Bank trims region’s GDP forecast to 2.6% from 2.9% in January
Estimate reduced on weak South Africa, Nigeria, Angola rebound
The World Bank cut its growth projection for sub-Saharan Africa this year because of weak expansion in the region’s three biggest economies.
The area’s gross domestic product will expand 2.6 percent in 2017, the bank said in an emailed copy of its Africa Pulse report Wednesday. That compares with a January projection of 2.9 percent and matches the International Monetary Fund’s prediction released this week.
“The region’s three largest economies — Angola, Nigeria, and South Africa — are projected to post only a modest rebound in growth following a sharp slowdown in 2016,” it said. “Investment growth will recover only gradually amid tight foreign-exchange liquidity conditions in major oil exporters and low investor confidence in South Africa.”
The economy of South Africa, which vies with Nigeria’s to be the region’s biggest, expanded 0.3 percent last year, the slowest pace since a 2009 recession, due to a slump in commodity prices, weak demand for the country’s exports and a continuation of the worst drought since records started more than a century ago. Nigeria suffered its first economic contraction in 25 years in 2016 due to a drop in oil exports and foreign-currency shortages that raised inflation to a decade high.
The bank cut South Africa’s GDP growth forecast for this year to 0.6 percent from 1.1 percent earlier, and raised Nigeria’s to 1.2 percent from 1 percent earlier.
Pravin Gordhan’s ouster as South Africa’s finance minister in a cabinet reshuffle prompted to S&P Global Ratings and Fitch Ratings Ltd. to cut the nation’s credit rating to sub-investment grade. Moody’s Investors Service put its assessment of the nation’s debt, which is two levels above junk, on review for a downgrade on April 3.
“The recent events represent a setback to business and investor confidence, and are likely to weigh down on the country’s prospects,” the World Bank said.
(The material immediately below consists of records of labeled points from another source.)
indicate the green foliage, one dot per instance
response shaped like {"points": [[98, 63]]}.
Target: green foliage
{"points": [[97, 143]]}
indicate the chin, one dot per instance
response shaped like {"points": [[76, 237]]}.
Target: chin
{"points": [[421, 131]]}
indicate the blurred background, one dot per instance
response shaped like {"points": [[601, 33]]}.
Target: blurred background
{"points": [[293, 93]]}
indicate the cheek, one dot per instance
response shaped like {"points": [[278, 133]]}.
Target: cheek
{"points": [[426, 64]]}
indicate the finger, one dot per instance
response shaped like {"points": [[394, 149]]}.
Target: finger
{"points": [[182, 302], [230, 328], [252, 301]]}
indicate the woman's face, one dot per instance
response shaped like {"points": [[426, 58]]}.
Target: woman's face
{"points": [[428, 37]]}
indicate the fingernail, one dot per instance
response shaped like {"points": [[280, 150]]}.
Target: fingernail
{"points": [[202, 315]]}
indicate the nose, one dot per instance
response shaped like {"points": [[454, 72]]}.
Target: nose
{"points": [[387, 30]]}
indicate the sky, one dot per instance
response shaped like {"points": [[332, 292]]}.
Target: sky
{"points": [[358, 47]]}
The bank reduced its forecast for the region’s expansion in 2018 to 3.2 percent from 3.6 percent in January.
Among non-resource intensive countries, such as Ethiopia, Senegal, and Tanzania, growth is expected to remain generally solid this year, supported by domestic demand, it said.
The economy of Angola, Africa’s biggest oil producer, will probably expand 1.2 percent this year, the bank said, leaving its January forecast unchanged.